Uh, wow. I'd certainly say that counts as interesting...

I'd definitely run a memtest after seeing this, and not try to do any more debugging until I've actually ruled out bad RAM.

lucmove · 09-22-2020, 05:51 PM

What kind of test would you run and, assuming memory is bad, why does it affect that directory only?

dugan · 09-22-2020, 05:54 PM

https://www.memtest86.com/

This was the standard test for faulty RAM last time I checked, which admittedly was a while ago.

lucmove · 09-22-2020, 05:57 PM

assuming memory is bad, why does it affect that directory only?

dugan · 09-22-2020, 05:59 PM

Quote:

Originally Posted by lucmove

assuming memory is bad, why does it affect that directory only?

That question is unanswerable.

If it turns out that your memory is good, then "why does that it affect that directory only" becomes extremely interesting.

dugan · 09-22-2020, 06:23 PM

You also need to scan the hard drive for bad sectors/bad blocks. That's definitely another potential cause, and it's more directly relevant to "why is this directory the only one affected?"

I'll just take the liberty of posting one link:

https://www.tecmint.com/check-linux-...rs-bad-blocks/

This is much more likely to be a hardware issue than to be a kernel bug (which, really, is the alternative explanation).

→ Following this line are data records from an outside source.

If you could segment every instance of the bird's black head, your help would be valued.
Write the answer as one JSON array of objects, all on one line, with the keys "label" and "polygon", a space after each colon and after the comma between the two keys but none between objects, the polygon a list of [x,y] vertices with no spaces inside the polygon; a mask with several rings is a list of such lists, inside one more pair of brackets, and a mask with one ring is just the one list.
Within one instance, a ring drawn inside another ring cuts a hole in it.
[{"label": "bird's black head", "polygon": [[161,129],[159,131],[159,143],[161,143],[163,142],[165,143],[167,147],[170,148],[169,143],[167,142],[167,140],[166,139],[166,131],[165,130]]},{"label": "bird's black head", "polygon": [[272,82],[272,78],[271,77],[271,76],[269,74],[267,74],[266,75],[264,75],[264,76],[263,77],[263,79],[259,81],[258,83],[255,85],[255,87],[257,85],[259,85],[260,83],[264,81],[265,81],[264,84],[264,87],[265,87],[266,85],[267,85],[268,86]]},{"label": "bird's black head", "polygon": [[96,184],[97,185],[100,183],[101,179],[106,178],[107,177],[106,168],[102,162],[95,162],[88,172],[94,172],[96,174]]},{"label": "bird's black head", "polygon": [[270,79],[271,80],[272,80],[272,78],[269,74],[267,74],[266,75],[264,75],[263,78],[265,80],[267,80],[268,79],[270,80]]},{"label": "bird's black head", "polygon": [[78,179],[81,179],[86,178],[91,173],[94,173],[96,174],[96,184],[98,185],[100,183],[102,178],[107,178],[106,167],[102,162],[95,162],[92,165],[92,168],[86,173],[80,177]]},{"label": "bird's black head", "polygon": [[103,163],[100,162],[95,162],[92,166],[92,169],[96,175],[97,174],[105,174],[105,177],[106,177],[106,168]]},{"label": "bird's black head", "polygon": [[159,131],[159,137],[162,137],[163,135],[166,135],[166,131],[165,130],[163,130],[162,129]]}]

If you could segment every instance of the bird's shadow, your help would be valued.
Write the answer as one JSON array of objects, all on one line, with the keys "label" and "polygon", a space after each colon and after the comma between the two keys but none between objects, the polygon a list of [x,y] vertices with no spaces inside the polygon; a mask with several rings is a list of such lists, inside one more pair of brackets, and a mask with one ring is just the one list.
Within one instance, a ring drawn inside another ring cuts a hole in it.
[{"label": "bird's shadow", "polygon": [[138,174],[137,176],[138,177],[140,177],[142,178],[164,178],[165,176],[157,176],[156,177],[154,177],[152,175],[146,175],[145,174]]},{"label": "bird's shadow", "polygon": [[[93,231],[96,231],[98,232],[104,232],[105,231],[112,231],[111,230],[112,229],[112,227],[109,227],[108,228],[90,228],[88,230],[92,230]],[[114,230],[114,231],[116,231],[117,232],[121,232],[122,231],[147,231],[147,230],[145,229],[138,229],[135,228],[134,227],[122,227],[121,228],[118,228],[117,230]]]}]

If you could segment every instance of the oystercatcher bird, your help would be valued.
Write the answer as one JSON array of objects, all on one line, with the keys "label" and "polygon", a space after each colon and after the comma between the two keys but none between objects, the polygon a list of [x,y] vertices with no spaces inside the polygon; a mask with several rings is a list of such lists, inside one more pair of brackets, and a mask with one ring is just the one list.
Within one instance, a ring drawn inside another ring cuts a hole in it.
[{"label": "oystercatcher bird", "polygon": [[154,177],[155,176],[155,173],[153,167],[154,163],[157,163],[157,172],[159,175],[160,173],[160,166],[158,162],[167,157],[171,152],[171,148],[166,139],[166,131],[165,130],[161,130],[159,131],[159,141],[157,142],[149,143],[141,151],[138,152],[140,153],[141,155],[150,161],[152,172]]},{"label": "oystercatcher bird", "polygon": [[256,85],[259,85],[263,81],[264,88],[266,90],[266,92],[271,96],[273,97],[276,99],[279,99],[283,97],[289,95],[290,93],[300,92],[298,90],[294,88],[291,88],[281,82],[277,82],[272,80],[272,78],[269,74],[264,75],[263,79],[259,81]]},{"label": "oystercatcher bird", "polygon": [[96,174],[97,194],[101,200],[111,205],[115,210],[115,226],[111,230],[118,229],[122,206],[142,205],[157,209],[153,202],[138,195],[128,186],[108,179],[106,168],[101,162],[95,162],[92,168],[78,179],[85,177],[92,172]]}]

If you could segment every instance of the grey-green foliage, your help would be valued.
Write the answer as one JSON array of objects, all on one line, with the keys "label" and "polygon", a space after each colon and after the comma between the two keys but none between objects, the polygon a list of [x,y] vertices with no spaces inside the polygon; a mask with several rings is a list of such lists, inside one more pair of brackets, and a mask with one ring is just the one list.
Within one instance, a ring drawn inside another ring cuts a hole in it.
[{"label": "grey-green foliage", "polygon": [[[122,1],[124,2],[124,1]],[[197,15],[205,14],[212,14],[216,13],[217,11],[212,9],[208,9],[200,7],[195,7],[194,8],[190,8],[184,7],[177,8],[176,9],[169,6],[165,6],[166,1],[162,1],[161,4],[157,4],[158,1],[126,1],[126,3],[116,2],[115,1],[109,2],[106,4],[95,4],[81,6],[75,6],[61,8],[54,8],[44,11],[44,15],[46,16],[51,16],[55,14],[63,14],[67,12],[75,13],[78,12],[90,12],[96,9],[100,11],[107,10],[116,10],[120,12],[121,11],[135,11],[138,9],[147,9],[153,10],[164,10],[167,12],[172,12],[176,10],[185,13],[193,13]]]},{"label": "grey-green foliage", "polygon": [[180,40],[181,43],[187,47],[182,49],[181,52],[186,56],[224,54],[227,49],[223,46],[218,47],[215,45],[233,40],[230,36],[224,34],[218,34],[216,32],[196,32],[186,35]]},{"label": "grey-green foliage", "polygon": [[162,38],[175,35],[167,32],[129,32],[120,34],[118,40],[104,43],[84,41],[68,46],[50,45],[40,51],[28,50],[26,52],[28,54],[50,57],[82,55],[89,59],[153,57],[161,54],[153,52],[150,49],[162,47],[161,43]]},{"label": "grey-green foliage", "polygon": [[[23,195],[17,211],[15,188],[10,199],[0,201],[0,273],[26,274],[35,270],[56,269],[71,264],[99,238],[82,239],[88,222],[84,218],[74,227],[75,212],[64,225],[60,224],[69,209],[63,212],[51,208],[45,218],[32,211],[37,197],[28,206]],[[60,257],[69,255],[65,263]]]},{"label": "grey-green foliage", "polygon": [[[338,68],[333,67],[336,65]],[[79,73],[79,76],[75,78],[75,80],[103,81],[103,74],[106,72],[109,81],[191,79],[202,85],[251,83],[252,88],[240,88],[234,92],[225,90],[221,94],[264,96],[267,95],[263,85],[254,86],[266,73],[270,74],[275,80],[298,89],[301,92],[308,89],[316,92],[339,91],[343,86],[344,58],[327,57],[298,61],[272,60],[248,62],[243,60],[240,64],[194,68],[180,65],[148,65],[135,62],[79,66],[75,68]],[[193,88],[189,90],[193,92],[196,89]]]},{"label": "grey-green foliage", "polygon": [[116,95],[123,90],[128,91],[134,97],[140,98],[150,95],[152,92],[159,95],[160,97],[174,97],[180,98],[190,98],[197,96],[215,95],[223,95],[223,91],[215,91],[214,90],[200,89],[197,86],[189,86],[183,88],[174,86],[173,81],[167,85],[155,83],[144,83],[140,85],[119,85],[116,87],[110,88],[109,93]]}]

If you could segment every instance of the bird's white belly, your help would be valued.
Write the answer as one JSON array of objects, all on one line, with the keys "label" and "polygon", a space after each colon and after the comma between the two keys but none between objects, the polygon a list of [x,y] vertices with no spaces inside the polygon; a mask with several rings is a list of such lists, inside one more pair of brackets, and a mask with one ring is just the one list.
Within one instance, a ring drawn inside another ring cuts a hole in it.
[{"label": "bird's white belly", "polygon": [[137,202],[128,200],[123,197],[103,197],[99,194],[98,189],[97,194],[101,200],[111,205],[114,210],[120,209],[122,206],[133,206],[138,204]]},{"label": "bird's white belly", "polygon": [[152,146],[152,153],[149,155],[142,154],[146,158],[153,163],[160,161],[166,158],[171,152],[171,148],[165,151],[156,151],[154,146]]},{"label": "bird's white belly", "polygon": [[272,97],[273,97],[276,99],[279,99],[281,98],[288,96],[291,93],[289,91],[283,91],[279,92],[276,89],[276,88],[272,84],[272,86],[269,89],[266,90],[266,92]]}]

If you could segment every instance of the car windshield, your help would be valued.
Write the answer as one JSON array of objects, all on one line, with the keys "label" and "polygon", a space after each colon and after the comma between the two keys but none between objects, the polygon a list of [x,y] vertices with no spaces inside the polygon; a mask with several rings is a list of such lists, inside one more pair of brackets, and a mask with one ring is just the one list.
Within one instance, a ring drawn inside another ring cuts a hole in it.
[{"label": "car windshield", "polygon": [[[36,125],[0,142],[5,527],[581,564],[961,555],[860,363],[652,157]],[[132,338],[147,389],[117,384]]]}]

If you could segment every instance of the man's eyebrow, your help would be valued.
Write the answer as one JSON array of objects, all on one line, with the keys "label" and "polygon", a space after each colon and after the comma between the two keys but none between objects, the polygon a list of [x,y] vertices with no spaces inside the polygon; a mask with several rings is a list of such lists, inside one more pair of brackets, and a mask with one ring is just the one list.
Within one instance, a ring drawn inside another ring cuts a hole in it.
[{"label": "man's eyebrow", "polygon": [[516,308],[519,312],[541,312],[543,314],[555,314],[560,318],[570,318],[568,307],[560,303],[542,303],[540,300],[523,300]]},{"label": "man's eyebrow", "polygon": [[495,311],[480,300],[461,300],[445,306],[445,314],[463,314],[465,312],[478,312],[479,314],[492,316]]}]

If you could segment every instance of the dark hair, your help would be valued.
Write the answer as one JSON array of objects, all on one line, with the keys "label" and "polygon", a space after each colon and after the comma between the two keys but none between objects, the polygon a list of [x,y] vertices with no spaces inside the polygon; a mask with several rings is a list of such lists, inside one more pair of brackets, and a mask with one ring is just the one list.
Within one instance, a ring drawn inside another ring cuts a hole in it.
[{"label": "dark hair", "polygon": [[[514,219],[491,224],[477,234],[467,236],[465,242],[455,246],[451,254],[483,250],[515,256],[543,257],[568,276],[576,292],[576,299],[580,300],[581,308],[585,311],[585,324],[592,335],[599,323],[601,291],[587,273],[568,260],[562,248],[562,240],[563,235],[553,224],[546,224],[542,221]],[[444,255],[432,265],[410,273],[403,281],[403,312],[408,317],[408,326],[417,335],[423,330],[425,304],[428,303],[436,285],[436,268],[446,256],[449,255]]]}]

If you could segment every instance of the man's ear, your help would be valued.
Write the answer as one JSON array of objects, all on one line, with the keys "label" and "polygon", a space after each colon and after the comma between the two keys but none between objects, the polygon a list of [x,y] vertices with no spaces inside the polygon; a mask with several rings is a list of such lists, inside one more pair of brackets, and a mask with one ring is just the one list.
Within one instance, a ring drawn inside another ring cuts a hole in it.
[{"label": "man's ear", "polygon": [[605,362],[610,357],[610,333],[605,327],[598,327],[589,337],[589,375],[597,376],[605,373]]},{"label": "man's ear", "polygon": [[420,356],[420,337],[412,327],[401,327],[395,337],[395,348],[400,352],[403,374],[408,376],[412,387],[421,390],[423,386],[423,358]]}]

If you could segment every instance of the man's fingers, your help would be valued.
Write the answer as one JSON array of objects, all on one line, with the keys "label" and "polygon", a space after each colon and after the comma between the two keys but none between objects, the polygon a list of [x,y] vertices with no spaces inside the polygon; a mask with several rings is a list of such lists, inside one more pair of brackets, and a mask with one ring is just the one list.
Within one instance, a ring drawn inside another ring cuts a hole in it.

lucmove · 09-22-2020, 06:50 PM

Thanks. I am very familiar with badblocks. I don't like it because I once bought a new hard disk and decided to check it with badblocks which accused about thirty-odd bad blocks. I had the disk returned/replaced and the new one had many bad blocks too! The vendor refused to replace it again and I sucked it up, but ended up using that hard disk for more than ten years without a single problem. I still have it and it works. I just hardly ever use it anymore because I bought much larger disks and outgrew it.

Now, I just rebooted and the directory is working normally. The mail application isn't freezing anymore either, all the messages are there. Nothing turns up in dmesg either. The problem seems to be gone.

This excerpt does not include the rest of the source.